Streit um Betriebsschließungsversicherungen in der Pandemie – LG München spannt den Regenschirm auf

„Die Beklagte wird verurteilt, an den Kläger 1.014.000,00 € … zu bezahlen“ – so lautet die Ziffer 1 des Tenors des Urteils LG München I vom 01.10.2020 – 12 O 5895/20.

So schnell kann es gehen: Im August hatte ich noch darüber berichtet, wie problematisch sich die Situation für Gastwirte, Fitnessstudio usw. darstellt, die eine Betriebsschließungsversicherung abgeschlossen haben. Das LG München I hat die bayerische Versicherungskammer jetzt zur Zahlung verurteilt und damit dem klagenden Gastwirt jedenfalls in dieser Instanz zum Versicherungsschutz verholfen.

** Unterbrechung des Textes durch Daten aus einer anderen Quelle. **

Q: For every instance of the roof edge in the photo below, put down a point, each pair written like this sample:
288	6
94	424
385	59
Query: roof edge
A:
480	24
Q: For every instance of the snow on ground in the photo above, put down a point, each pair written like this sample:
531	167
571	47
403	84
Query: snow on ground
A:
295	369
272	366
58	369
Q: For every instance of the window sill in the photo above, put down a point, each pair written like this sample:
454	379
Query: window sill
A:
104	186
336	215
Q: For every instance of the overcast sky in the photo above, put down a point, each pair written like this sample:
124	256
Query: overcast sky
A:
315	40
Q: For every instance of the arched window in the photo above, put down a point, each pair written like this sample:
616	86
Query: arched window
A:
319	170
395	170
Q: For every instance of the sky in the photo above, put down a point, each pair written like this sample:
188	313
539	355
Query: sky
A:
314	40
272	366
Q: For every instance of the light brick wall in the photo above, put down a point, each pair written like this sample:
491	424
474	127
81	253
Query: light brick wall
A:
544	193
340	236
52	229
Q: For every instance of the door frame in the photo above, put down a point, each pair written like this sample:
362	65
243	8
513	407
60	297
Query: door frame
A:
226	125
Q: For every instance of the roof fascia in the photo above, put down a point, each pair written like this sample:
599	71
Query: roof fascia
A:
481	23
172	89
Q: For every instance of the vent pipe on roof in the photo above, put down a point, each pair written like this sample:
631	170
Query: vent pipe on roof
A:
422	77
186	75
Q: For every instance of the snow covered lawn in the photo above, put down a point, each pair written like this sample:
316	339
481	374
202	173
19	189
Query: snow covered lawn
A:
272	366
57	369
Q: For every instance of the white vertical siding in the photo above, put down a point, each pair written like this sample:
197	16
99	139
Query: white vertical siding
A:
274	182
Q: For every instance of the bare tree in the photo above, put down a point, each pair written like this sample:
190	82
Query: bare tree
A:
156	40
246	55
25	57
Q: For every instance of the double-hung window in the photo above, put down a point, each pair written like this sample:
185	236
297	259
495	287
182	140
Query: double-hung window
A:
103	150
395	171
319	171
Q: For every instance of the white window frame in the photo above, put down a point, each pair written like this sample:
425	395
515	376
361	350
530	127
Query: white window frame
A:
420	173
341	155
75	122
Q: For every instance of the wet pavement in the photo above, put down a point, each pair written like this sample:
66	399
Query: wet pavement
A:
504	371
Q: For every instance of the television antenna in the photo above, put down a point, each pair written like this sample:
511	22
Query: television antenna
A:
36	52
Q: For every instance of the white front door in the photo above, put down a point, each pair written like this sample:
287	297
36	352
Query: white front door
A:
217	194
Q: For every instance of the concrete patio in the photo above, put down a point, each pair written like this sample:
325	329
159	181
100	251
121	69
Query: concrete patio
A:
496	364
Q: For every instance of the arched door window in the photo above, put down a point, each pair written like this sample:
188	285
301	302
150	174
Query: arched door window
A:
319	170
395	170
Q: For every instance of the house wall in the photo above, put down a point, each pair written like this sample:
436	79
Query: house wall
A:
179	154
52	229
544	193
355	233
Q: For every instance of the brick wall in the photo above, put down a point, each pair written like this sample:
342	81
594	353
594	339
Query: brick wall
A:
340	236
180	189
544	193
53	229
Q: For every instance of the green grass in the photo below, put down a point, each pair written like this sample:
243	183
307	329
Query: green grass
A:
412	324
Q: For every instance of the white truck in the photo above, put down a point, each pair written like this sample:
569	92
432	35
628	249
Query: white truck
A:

Interessant an der Entscheidung ist, dass das LG I die Versicherungsbedingungen so auslegt, dass es lediglich darauf ankommt, dass der Betrieb aufgrund des Infektionsschutzgesetzes geschlossen wurde. Die Allgemeinverfügung hat sich nämlich ausdrücklich auf die Ermächtigungsgrundlage in §§ 28–32 IfSG bezogen und die Schließung wurde rein tatsächlich „angeordnet“. Nach dem Wortlaut der Bedingungen spielt auch die Rechtmäßigkeit der Schließungsanordnung für den Versicherungsschutz keine Rolle. Auf einen Außer-Haus-Verkauf musste sich der Gastwirt nicht verweisen lassen, auch mit diesem Argument drang die Versicherung nicht durch, weil die Aufrechterhaltung des Betriebes nur für einen Außer-Haus-Verkauf für den Gastwirt unzumutbar war.

Das Landgericht hält die Klausel auch für intransparent und schmettert damit das Argument des Versicherers ab, dass Covid-19 nicht von der Liste der versicherten Krankheiten umfasst war. Dies wird in weiteren Verfahren sicherlich spannend, da es eben immer auf die einzelne konkrete Formulierung der Versicherungsbedingungen ankommt. Jedenfalls ist hier es spannend zu lesen, wie das Landgericht die zugrunde liegenden AVB „auseinandernimmt“. So heißt es u.a. „Bei lebensnaher Betrachtung ist für das Gericht unzweifelhaft, dass…Die katalogartige Aufzählung suggeriert, insbesondere in ihrer optisch erschlagenden Darstellung… … Auch ist kaum zu erklären und für den durchschnittlichen Versicherungsnehmer ohnehin nicht zu erkennen, warum …“ Unverständlich ist auch der Ausschluss….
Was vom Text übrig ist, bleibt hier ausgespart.